Читать «Книга непокоя» онлайн - страница 237
Фернандо Пессоа
Мертвыми мы являемся и мертвыми живем. Мертвыми рождаемся; мертвыми проходим; уже мертвыми входим в Смерть.
Все, что живет, живет, потому что меняется; меняется потому, что проходит; и, так как проходит, умирает. Все, что живет вечно, превращается в нечто другое, постоянно отрицая и подделывая жизнь.
Жизнь поэтом, есть какой-то промежуток, связь, какое-то соотношение, но соотношение между тем, что прошло, и тем, что пройдет, мертвый промежуток между Смертью и Смертью.
…рассудок, вымысел поверхности и отсутствия путей.
Жизнь материи – или чистое мечтание, или просто игра атомов, не знающих об умозаключениях нашего разума и о мотивах наших чувствований. Таким образом, сущность жизни – какая-то иллюзия, видимость и или является только бытием, или небытием, таким образом, и иллюзия и видимость, не будучи бытием, должны быть небытием, жизнь есть смерть.
Пустым является усилие, которое делается ввиду иллюзии бессмертия! «Вечная поэма», – мы говорим; – «слова, которые никогда не умрут». Но материальное остывание земли принесет не только живому, ее покрывающему, с…
Какой-нибудь Гомер или Мильтон не могут больше, чем комета, ударяющаяся о Землю.
Траурный марш в честь короля Луиша второго да бавиера
Сегодня, более неторопливая, чем когда-либо, пришла Смерть торговать у моего порога. Передо мной, более неторопливая, чем когда-либо, развернула она ковры, и шелка, и дамасские ткани ее забвения и ее утешения.
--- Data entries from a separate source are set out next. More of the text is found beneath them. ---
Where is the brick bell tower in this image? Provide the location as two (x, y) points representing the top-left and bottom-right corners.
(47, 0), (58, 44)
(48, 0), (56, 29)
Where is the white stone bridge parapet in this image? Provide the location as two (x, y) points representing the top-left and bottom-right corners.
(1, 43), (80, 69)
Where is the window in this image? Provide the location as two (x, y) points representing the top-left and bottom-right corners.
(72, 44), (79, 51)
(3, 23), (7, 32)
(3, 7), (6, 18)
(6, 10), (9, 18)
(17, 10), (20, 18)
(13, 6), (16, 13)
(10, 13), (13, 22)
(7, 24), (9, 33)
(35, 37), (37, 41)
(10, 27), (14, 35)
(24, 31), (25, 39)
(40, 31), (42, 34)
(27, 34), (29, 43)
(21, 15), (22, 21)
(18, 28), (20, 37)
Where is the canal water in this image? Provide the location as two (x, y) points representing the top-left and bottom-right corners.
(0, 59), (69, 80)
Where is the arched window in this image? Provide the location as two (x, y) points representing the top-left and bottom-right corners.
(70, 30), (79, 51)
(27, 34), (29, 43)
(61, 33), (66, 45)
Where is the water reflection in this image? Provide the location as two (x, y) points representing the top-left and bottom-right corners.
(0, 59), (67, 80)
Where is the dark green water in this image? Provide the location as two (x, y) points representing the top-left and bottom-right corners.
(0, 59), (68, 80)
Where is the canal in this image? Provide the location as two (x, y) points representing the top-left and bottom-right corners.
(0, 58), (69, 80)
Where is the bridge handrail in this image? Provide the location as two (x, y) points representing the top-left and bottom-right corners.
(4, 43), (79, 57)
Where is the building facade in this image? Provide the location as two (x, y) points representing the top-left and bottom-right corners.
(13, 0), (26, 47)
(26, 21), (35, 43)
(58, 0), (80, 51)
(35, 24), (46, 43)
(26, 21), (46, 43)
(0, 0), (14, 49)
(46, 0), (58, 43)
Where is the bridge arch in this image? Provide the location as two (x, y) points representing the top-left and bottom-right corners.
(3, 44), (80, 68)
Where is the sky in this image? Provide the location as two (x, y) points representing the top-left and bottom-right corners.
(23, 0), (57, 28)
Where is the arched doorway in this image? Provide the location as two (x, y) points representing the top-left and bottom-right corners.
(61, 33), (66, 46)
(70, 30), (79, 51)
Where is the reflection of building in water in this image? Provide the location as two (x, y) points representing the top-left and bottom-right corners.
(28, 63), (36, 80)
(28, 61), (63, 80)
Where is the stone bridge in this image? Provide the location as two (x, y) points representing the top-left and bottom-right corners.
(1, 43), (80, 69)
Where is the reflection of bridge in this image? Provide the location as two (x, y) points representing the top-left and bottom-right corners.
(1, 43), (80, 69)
Улыбалась им, хваля, и не обращала внимания, что я это мог видеть. Но когда я попытался купить их, она сказала мне, что их не продавала. Она пришла не затем, чтобы я захотел то, что она мне показывала; но чтобы благодаря тому, что она показывала, захотел бы ее саму. И о своих коврах сказала мне, что были такие, какими наслаждались в ее далеком дворце; о своих шелках – что другие не надевались в ее крепости, в обители тени; о своих дамасских тканях – что лучшими, однако, были те, что покрывали алтари в ее владениях за этим светом.
От врожденной привязанности, удерживавшей меня у моего порога, ничем не покрытого, она с нежным жестом меня освободила. «У твоего домашнего очага, – сказала, – нет света: зачем тебе какой-то домашний очаг?» «В твоем доме, – сказала, – нет хлеба: зачем тебе твой обеденный стол?» «В твоей жизни, – сказала, – нет подруги: чем тебя соблазняет твоя жизнь?»
«Я сама, – сказала она, – свет погасших очагов, хлеб пустых столов, заботливая подруга одиноких и непонятых. Слава, которой им недостает в мире, есть торжественная в моих черных владениях. В моей империи любовь не утомляет, потому что не требует страдания для овладения ею; и не ранит, потому что тогда утомлялись бы от того, чего никогда не имели. Я легко кладу свою руку на волосы тех, кто раздумывает, и они забывают; к моей груди прислоняются те, кто надеялся впустую, и они наконец доверяются».
«Любовь ко мне, – сказала она, – не сопровождается страстью, которая пожирает; ревностью, омрачающей разум; забвением, которое бесчестит. Любовь ко мне – это точно летняя ночь, когда нищие дремлют под открытым небом и напоминают придорожные камни. С моих немых губ не слетает песня, подобная песням сирен, ни мелодия, подобная музыке деревьев и источников; но мое молчание укрывает, как неясная музыка, мой покой нежит, как оцепенение бриза».